Chinese media reported that Beijing is now considering restricting rare earth exports to Japan, a move that could have serious consequences for Japan's manufacturing capacity.
The dollar is gaining some ground, awaiting non-farm payroll data.
The dollar index and dollar index futures rose slightly in Asian trading after registering some strength in the overnight trading session.
December's private sector jobs data and November's job openings data came in weaker than expected, prompting bets on a weak reading of December's non-farm payrolls, due on Friday.
But strong business activity readings suggested the U.S. economy was likely to end 2025 on a positive note, leaving markets uncertain about the Federal Reserve's future course of action. Labor market strength and inflation are the central bank's two most important considerations for interest rates, and Friday's reading was likely to influence its outlook.

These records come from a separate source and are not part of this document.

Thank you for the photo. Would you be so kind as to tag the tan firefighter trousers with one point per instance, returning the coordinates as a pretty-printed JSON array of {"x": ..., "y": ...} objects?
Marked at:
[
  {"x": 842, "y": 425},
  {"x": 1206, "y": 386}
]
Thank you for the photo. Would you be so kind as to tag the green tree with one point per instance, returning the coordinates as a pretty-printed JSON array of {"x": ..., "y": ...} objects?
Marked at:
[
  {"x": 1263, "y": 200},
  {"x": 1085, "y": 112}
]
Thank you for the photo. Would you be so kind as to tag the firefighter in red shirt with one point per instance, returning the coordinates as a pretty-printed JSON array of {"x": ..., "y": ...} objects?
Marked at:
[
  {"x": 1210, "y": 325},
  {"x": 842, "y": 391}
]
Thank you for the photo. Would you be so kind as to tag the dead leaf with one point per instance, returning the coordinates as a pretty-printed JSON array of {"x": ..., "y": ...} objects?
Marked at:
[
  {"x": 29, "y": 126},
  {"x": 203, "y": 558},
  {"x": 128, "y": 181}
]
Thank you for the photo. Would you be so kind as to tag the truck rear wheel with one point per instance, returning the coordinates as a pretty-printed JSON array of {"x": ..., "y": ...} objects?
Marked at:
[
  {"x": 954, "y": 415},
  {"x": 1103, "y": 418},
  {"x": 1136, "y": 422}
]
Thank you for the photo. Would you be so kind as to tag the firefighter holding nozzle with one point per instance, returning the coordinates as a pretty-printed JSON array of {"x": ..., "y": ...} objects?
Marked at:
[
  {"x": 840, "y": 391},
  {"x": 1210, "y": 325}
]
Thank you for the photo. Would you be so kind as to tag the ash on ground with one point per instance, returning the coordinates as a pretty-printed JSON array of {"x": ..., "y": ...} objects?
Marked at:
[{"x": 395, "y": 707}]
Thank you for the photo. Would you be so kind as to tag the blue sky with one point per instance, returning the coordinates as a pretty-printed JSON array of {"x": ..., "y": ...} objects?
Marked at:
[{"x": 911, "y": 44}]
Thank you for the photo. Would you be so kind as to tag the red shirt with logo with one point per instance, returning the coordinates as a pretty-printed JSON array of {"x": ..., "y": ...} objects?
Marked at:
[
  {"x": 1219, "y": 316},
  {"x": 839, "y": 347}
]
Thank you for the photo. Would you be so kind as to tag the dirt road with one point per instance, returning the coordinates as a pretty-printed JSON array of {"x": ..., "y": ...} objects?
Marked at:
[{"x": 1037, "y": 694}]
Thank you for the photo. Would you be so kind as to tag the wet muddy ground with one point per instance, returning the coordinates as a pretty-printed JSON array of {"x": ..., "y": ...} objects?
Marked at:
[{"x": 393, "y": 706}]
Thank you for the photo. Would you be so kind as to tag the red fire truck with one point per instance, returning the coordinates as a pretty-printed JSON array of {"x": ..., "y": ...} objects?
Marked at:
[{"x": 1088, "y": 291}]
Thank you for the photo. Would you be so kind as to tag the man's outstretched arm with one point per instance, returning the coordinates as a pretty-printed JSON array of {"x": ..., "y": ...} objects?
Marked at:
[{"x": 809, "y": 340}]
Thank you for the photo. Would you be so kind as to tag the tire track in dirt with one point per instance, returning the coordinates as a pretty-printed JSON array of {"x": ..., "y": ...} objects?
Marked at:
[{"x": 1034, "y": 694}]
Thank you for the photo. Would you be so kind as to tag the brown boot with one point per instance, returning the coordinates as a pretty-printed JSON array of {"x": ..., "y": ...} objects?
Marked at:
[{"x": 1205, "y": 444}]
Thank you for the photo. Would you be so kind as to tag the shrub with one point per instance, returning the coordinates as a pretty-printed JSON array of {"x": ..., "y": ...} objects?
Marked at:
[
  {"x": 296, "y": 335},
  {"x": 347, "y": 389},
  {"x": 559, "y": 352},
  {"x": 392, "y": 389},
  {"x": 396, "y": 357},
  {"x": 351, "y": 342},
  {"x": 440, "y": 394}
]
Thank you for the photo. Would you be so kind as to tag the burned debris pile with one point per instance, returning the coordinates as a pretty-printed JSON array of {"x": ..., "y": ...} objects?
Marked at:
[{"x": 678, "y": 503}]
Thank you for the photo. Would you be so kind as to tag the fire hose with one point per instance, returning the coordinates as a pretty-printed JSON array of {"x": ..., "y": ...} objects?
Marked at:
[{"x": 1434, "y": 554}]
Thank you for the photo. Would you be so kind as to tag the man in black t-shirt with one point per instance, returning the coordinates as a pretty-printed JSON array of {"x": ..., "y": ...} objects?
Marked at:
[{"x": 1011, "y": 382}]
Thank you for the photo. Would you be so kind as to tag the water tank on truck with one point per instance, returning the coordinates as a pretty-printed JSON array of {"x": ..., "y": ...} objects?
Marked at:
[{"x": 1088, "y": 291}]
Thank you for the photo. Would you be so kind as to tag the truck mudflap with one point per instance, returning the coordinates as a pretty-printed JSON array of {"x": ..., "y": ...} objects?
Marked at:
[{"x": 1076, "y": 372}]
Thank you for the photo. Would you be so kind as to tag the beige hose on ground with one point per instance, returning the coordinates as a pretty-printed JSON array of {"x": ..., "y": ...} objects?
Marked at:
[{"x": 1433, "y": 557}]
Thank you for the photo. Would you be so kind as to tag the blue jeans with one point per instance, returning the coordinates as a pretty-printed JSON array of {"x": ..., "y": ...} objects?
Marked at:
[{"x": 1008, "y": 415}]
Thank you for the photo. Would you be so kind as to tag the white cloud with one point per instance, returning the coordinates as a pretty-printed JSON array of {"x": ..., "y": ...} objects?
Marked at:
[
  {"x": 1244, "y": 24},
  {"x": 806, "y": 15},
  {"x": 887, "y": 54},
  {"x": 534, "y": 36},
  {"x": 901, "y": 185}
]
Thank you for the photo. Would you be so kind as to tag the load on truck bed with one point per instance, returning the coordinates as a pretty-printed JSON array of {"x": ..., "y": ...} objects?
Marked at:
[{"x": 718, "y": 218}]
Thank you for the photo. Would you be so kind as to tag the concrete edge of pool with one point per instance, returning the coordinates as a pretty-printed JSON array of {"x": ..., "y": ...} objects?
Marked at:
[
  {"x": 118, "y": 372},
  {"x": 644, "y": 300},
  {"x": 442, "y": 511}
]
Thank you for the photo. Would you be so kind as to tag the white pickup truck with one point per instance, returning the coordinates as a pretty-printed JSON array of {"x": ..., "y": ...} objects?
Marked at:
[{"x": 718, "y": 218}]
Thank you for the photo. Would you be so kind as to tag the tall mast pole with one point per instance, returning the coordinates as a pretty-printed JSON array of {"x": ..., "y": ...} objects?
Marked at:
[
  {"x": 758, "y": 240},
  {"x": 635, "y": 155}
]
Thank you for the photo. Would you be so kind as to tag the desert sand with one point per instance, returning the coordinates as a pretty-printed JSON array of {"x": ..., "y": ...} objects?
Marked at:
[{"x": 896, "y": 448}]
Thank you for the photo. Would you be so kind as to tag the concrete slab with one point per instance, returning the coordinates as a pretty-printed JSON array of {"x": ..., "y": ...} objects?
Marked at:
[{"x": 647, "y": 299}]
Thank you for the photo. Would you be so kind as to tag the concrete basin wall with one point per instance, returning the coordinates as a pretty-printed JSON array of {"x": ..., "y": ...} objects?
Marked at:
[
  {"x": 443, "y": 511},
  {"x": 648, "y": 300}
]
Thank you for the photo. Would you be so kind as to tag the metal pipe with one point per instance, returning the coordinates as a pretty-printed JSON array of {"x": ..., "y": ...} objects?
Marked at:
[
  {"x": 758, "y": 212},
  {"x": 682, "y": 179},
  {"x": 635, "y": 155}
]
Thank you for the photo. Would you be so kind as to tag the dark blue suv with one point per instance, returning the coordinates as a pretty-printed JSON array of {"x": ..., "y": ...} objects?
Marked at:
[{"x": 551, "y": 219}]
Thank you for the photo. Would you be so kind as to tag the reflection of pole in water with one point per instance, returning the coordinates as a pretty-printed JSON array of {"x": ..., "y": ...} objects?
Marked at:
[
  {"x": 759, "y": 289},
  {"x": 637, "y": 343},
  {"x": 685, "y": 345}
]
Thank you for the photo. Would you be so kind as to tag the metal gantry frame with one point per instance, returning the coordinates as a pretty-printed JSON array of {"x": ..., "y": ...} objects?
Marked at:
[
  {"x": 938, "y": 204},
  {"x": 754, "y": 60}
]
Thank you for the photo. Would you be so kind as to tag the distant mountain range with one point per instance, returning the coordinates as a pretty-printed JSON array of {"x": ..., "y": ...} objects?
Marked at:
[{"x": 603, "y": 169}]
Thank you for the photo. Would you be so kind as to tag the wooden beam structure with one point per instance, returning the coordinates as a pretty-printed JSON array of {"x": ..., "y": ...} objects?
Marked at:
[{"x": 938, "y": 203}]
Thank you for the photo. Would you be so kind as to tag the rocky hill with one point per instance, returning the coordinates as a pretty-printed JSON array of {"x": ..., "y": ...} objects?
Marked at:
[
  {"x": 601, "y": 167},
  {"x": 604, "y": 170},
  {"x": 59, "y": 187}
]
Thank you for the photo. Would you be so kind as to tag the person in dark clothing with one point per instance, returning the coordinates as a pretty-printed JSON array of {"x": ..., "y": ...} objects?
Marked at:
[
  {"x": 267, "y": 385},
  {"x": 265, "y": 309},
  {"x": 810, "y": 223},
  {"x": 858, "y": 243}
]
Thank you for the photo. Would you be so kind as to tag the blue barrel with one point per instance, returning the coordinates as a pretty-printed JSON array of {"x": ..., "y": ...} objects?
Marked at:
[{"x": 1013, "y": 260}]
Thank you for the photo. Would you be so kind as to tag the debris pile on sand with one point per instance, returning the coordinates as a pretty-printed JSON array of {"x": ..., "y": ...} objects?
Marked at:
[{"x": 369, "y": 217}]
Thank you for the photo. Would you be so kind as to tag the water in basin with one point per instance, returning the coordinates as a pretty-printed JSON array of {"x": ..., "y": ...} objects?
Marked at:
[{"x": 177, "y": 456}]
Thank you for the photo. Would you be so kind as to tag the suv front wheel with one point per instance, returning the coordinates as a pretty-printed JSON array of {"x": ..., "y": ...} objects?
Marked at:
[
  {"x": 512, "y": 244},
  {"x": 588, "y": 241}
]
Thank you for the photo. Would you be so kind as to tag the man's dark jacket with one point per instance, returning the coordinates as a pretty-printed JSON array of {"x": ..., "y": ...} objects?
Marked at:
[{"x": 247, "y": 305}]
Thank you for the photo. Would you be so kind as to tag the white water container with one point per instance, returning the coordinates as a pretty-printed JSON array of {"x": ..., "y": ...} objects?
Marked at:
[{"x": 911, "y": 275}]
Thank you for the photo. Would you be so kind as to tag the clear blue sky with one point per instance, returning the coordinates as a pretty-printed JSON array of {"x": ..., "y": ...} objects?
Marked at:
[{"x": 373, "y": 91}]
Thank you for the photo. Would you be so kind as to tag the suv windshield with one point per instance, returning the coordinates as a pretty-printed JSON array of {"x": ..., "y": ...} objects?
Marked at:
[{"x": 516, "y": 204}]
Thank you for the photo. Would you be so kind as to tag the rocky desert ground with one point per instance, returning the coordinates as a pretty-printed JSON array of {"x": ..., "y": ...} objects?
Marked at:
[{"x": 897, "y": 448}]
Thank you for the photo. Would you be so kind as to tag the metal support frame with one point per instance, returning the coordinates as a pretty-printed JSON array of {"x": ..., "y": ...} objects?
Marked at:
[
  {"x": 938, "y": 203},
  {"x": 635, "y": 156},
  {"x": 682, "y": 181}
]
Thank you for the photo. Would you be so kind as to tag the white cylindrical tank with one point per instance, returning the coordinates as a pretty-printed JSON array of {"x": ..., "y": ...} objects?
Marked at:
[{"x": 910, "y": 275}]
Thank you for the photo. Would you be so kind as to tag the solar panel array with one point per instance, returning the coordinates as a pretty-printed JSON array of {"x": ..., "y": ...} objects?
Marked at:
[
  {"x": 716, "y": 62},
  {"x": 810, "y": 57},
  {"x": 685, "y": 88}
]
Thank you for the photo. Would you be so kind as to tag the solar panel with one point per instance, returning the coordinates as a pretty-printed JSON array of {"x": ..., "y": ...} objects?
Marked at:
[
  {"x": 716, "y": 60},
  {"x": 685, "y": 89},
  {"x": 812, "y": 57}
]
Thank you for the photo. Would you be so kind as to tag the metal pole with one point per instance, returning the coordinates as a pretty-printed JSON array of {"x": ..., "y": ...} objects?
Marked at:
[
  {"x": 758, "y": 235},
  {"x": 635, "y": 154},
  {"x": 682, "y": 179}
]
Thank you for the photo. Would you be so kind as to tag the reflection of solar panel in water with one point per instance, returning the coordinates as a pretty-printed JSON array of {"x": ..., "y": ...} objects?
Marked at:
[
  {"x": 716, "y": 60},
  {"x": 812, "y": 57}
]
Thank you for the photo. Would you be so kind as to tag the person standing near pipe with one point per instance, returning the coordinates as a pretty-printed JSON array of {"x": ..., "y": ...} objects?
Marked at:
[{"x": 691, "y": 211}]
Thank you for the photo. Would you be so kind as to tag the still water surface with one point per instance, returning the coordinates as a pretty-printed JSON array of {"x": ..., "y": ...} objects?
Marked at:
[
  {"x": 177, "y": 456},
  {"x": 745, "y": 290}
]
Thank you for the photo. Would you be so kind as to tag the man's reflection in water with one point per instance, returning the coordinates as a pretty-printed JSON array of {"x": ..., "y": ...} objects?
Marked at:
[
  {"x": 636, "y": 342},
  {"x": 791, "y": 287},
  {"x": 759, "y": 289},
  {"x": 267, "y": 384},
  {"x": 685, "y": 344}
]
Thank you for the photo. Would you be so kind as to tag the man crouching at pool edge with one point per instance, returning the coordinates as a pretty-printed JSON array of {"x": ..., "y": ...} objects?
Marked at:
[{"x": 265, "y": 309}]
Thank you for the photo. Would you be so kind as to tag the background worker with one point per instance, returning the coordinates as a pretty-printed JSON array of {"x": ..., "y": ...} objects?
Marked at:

Most Asian currencies declined in anticipation of the data, while escalating global geopolitical tensions, following a US incursion into Venezuela, kept markets on edge.
Reports showed that Washington was preparing to take over Venezuela’s oil industry in the long term – a move that could fuel further political instability in the region.
The Singapore dollar pair USD/SGD rose by 0.1%, while the Taiwanese dollar pair USD/TWD added 0.4%.
The South Korean won pair USD/KRW remained stable, while the Indian rupee pair USD/INR hovered just below 90 rupees.
The Australian dollar pair AUD/USD fell 0.1%, retreating from a 15-month high after data showed Australia's exports contracted in November, and the country's trade surplus unexpectedly shrank.